I’m just acting, like the bard said. A bit part here and a bit part there, strutting my stuff, my typical awareness for all to see. People are going to the polls today. I miss you, ex. I miss you, Theuns. I still think about you. I hope that you are loved and that you are happy in love, and no longer feel the pressure of having to be a perfectionist. I feel so cold, so, so frighteningly old, so fragile, and yet so brave, voicing the shadows around me. Dawn’s nerves are a healing muse, complicated, complex, uninvited and unseen. It is a new world for me.
The beginning for me. I won’t stand by this sabotage, this destruction and egotism. Give my hidden sadness some elbow room, personality and other poems. I am Strandloper set adrift, cast upon wave after wave, meeting peak and meeting trough. I am the one who has flown over the cuckoo’s nest. I am Lolita, marked by tragicomedy, the harsh and the cold of all of what life has to offer. I’m marked by infinite new beginnings, romanticism, a cerise-painted mouth, thin brown legs, elaborate tragedy, sacrifice and redemption, and bittersweet and exquisite survival. I am the one driven mad by my desires, this crazy need for love, approval and attention.
Now, I am a changed person, a changed woman. No longer a stranger or estranged from readying myself to take up her place in the world. At the end of the damned affair, I said, “Love me. Choose me.” I had had enough of being left, being told what to do, think, feel. I was tired of being engaged in that kind of interaction. I wanted a glowing report. At some point, all women are traitors to their sex. What is normal, what is happy, anyway? Some days are empty. Those are the days I feel the most alone, I think.
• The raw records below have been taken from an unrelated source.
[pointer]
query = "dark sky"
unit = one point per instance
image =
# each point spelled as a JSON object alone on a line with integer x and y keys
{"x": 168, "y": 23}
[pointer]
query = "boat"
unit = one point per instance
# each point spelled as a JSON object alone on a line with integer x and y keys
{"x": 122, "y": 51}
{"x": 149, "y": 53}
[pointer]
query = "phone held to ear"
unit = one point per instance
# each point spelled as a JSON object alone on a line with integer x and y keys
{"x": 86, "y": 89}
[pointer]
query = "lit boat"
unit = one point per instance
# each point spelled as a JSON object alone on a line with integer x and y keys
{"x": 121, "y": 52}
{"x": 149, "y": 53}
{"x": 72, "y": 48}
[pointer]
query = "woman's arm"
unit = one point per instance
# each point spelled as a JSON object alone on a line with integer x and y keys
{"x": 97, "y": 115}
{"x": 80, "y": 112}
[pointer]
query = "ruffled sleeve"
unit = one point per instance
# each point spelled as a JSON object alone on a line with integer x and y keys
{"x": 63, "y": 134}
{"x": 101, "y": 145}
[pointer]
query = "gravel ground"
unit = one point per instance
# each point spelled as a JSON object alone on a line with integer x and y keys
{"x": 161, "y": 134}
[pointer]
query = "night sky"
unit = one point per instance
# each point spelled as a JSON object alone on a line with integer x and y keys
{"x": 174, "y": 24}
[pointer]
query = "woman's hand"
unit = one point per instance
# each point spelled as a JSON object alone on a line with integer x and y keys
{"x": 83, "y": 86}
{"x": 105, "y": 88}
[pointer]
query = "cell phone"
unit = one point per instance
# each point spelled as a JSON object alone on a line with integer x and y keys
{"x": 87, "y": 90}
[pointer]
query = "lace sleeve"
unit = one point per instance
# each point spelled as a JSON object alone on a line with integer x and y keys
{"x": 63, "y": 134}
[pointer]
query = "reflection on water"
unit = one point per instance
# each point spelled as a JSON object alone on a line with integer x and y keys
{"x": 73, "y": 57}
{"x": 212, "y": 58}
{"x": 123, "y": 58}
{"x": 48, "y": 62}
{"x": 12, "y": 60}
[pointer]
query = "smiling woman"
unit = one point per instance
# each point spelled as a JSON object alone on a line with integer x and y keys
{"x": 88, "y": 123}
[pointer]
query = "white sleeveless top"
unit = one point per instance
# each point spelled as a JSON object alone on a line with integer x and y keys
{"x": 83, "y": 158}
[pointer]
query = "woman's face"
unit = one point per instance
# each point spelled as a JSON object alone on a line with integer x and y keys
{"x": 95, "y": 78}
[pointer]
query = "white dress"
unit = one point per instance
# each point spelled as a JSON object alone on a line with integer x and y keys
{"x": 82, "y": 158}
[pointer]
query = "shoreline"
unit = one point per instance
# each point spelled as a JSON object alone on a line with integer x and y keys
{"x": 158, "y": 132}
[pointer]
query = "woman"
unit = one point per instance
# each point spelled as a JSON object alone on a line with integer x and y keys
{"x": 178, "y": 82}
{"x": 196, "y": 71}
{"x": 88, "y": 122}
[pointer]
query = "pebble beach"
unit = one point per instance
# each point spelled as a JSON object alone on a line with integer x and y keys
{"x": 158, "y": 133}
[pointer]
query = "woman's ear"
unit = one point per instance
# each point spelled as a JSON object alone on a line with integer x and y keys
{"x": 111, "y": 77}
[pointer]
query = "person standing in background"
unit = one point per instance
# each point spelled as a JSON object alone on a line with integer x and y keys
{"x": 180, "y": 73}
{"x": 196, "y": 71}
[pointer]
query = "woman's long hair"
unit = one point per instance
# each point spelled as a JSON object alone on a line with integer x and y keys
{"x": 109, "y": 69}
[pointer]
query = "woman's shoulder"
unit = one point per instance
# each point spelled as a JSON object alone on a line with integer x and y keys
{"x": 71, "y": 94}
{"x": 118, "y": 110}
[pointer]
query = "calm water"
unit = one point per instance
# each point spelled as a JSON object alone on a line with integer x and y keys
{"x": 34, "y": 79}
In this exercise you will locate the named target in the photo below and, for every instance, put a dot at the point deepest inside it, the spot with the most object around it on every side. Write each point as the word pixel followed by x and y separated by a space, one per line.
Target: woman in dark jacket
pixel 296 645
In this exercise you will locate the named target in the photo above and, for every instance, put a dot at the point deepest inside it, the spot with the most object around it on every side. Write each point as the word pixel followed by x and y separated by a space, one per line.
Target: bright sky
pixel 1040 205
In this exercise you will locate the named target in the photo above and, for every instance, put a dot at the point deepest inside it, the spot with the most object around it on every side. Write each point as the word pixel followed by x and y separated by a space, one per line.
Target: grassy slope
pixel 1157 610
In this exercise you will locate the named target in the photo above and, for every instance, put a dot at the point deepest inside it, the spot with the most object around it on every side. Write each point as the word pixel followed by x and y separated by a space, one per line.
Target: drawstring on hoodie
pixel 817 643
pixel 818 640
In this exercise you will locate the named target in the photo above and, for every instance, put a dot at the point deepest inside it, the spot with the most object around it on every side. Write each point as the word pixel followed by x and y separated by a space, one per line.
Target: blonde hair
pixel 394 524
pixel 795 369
What a feeling to be loved. To kiss when you’re awake. See my letters in my red box of memories. I’ve never really felt courage. I cannot see the future now. All I can see is the junk of humanity. It is impossible to know me. You will never know me. I’ve walked the sunburnt miles, forgotten my name, forgotten his name, what my lipstick tasted of on his mouth, what “it” meant. Fingertips caught between fingers. Now, I’m on my own with nothing to hold onto. It is the same me, but I’m walking differently down my street.
You take my face in your hand; I can’t cope, so I turn away. Run away. Why isn’t love ever enough? We’re here to love, find a paradise, while the poet creates an image on impulse, stimulating images of the evolution, the philosophy, the scarlet anatomy, the egoism of man. Theuns, every writer is a teacher who has come before you. I think of you studying observation after observation quietly. The pen in your hand as a ripple of water. For you, everything meant reaching the awareness of enlightenment. For you, storytelling and poetry were your vision.
Once, I was an exquisite creature in the full bloom of youth. Now, I kind of am not so sure of myself.